AfD protests: 150,000 people protest against the right across the country

30,000 people in Cologne, 25,000 in Berlin, 10,000 in Potsdam, tens of thousands in Hamburg. Across the country, supporters of a wide variety of parties and movements are currently coming together to take a stand against the right – and against the AfD.

Demonstrators gave the starting signal last Friday in Hamburg. There, 2,000 people gathered in front of the AfD headquarters and chanted slogans like: “The whole of Hamburg hates the AfD.” Others simply shouted “against the right.” According to organizers, the city center was also so crowded this Friday that protesters had to be sent away.

In Leipzig there was singing and other demonstrators held up signs: “Now we can do better than our grandparents.” Many were concerned about the social climate or expressed their fear of a shift to the right. “Here you don’t feel so helpless,” said a demonstrator to the “Leipziger Volkszeitung”.

What are the results of the protests against the AfD?

The reason for the protests is the reporting by the “Correctiv” research center. Last week this reported on a meeting of right-wing extremists in which politicians from the AfD and CDU took part. The former head of the right-wing extremist “Identitarian Movement” in Austria, Martin Sellner, also agreed star confirmed having attended the meeting. Among other things, the discussion discussed how millions of people with a migrant background could be deported from Germany.

The reports were worrying for many people with a migrant background, but nothing new. This is what Aminata Touré, Minister of Social Affairs from Schleswig-Holstein, said star: “I hope that this wakes people up. The danger that rights pose to our democracy is real and is by no means a fringe phenomenon.”
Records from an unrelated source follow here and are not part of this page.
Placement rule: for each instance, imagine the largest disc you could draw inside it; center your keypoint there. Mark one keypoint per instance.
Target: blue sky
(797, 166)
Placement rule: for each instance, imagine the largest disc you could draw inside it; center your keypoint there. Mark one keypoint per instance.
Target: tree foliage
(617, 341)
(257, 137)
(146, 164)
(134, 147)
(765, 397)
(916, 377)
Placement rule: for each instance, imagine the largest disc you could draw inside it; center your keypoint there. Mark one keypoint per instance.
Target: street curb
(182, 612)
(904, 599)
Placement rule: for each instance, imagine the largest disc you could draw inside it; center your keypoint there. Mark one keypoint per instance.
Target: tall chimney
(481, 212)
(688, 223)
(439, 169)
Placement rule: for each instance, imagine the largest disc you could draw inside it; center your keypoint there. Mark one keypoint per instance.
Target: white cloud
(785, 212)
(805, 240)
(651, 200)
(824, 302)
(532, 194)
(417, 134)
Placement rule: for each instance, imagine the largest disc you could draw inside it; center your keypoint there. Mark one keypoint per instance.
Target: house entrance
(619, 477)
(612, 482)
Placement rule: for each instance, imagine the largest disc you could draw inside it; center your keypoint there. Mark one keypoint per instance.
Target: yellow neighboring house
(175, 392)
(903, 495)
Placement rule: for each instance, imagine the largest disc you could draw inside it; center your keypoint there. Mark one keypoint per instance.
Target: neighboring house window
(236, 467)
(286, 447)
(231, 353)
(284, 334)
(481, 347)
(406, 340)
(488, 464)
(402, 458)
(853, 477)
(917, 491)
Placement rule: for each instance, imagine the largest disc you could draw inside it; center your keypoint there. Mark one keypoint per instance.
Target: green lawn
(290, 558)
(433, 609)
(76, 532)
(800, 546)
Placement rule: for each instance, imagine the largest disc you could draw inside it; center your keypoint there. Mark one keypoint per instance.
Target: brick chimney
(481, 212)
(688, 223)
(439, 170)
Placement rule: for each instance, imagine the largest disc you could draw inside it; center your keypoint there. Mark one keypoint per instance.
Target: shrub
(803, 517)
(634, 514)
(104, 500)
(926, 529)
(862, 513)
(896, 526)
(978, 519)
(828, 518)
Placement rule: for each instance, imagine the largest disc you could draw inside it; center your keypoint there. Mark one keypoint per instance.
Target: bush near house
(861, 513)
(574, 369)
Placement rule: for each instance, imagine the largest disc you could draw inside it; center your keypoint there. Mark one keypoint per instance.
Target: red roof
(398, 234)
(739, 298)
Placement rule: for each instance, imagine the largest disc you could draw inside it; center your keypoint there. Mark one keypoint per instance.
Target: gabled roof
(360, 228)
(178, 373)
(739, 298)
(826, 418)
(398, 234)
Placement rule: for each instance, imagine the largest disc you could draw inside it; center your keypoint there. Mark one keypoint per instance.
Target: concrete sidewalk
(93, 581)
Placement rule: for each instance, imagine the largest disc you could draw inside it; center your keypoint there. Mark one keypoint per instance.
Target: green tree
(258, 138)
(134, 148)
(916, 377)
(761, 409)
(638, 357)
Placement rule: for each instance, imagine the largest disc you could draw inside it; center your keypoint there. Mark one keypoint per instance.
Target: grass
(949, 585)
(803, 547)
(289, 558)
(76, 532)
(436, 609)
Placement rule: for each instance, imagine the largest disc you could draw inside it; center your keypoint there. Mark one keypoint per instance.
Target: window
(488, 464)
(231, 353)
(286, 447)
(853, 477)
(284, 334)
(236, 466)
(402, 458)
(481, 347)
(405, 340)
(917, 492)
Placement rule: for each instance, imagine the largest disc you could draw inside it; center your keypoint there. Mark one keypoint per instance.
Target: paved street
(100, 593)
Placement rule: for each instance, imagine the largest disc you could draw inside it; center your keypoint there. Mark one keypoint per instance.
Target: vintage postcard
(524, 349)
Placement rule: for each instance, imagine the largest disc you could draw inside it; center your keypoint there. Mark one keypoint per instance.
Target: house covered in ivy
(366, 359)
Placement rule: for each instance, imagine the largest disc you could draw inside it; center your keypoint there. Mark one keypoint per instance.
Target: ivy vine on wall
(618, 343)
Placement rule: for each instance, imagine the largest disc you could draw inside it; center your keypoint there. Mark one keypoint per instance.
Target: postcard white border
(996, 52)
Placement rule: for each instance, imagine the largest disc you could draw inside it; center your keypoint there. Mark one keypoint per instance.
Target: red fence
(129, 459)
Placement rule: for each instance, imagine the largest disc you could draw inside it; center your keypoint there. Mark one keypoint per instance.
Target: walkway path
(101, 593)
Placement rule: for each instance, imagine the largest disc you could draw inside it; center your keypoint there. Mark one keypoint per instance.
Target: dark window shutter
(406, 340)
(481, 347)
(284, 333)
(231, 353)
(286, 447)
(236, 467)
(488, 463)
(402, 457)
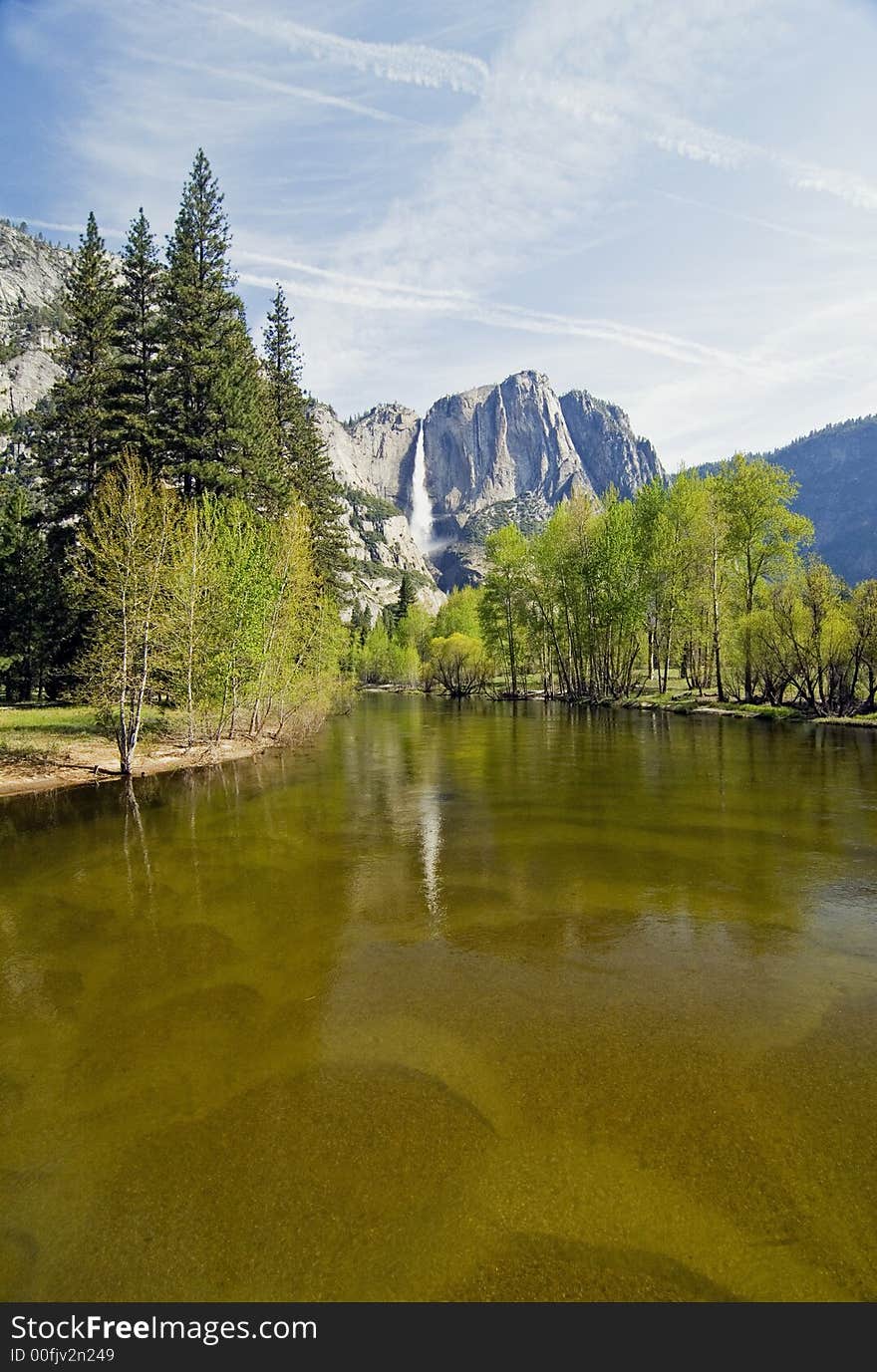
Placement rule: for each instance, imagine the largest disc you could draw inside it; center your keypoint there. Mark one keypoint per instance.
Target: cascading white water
(422, 505)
Now the research has been driving people onto the streets since it was published. It is questionable whether this will dissuade AfD voters from voting for the party. Protest researcher Simon Teune told “Zeit”: “The probability is relatively low that people who are willing to vote for the AfD will be convinced that it’s not a good idea.” But the protests have a different function, says Teune: “They send a signal to people who are interested in democracy that now is the time to deal with what lies ahead. And the institutions to theirs “It is our responsibility to remember that democratic institutions must be protected and that enemies of democracy stand ready to uninstall these institutions.”

Three state associations of the AfD, Saxony, Thuringia and Saxony-Anhalt, are classified as “certainly right-wing extremist”. The AfD’s youth organization, “Junge Alternative”, is also considered a “suspected case”.